Wirtschaftsbeziehungen zu Deutschland

Der deutsche Handel mit Turkmenistan wuchs 2014 um vier Prozent auf über 414 Millionen Euro. Der deutsche Export brach allerdings um 29 Prozent auf 276 Millionen Euro ein. Auf Maschinen, Kfz- und Kfz-Teile sowie Eisen und Stahl entfiel dabei über die Hälfte der Ausfuhren. Die Einfuhren aus Turkmenistan - vorwiegend Erdöl - vervielfachten sich im Vorjahr auf 139 Millionen Euro. Insgesamt sind etwa 60 deutsche Unternehmen in Turkmenistan repräsentiert. Sie bewegen sich in einem überwiegend durch Staatsunternehmen geprägten Umfeld. Einige Firmen sind in strategischen und für die Entwicklung des Landes wichtigen Bereichen wie der Öl- und Gasexploration oder dem Bausektor tätig.
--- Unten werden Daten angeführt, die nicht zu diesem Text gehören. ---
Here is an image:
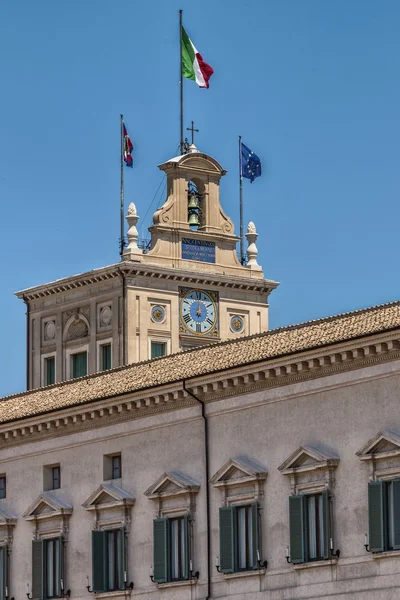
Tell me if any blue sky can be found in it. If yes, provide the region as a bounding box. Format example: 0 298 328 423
0 0 400 395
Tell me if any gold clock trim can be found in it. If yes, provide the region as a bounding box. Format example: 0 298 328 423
179 288 218 337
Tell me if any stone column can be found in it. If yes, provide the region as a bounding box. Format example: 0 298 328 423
246 221 262 271
123 202 143 260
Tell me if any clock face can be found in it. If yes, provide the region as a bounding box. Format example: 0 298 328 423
181 290 217 335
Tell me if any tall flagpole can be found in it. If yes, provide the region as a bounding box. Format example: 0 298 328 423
119 115 125 257
179 10 184 154
239 135 245 265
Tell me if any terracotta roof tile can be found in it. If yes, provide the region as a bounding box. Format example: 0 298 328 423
0 302 400 423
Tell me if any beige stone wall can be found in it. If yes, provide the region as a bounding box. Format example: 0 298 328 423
0 361 400 600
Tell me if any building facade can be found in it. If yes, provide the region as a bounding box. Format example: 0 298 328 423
0 303 400 600
17 145 278 389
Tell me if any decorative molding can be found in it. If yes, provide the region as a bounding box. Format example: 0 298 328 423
0 330 400 448
356 429 400 460
278 446 339 494
0 508 18 546
144 471 200 500
210 456 268 505
356 429 400 481
82 483 135 510
82 483 135 534
144 471 200 516
22 492 73 540
15 261 279 302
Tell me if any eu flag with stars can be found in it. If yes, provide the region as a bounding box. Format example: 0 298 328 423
242 144 261 183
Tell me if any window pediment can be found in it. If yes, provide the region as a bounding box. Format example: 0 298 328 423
144 472 200 500
210 457 267 487
278 446 339 475
0 508 18 527
82 483 135 510
22 492 73 521
356 430 400 460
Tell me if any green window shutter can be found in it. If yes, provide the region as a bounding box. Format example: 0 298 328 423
57 537 67 592
289 494 306 564
32 540 44 599
1 546 10 600
251 502 262 569
46 356 56 385
392 479 400 550
153 519 169 583
72 352 87 378
368 481 386 552
118 527 125 589
182 515 190 579
151 342 167 358
92 530 107 592
101 344 111 371
219 506 237 573
322 490 330 559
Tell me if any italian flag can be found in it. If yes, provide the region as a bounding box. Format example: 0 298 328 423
182 27 214 87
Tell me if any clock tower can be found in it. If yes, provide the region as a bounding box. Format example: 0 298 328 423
17 144 278 388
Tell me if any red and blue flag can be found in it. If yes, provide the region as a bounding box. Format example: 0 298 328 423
124 125 133 167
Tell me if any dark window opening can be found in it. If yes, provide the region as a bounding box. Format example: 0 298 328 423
169 517 187 581
45 356 56 385
236 505 254 571
44 538 61 598
306 494 326 561
51 466 61 490
151 342 167 358
71 352 87 379
0 476 6 498
100 344 111 371
111 454 122 479
106 529 124 592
Aktivitäten des Ost-Ausschusses

Der turkmenische Markt stand im Mittelpunkt des Deutsch-Turkmenischen Forums Anfang Februar 2016. Die Veranstaltung diente zum ersten Kennenlernen des turkmenischen Marktes für deutsche Unternehmen sowie zum Erfahrungsaustausch. Der Wirtschaftstag wurde durch das Konsulat von Turkmenistan in Frankfurt am Main und die Commerzbank AG mit Unterstützung des Ost-Ausschusses der Deutschen Wirtschaft organisiert.

Am 22. April 2016 wurde in Berlin die 6. Sitzung der Deutsch-Turkmenischen Regierungsarbeitsgruppe „Wirtschaft und Handel“ abgehalten. Der Ost-Ausschuss brachte für die deutsche Wirtschaft Petita ein. Die turkmenische Delegation wurde durch Wirtschaftsminister Batyr Bazarov geleitet.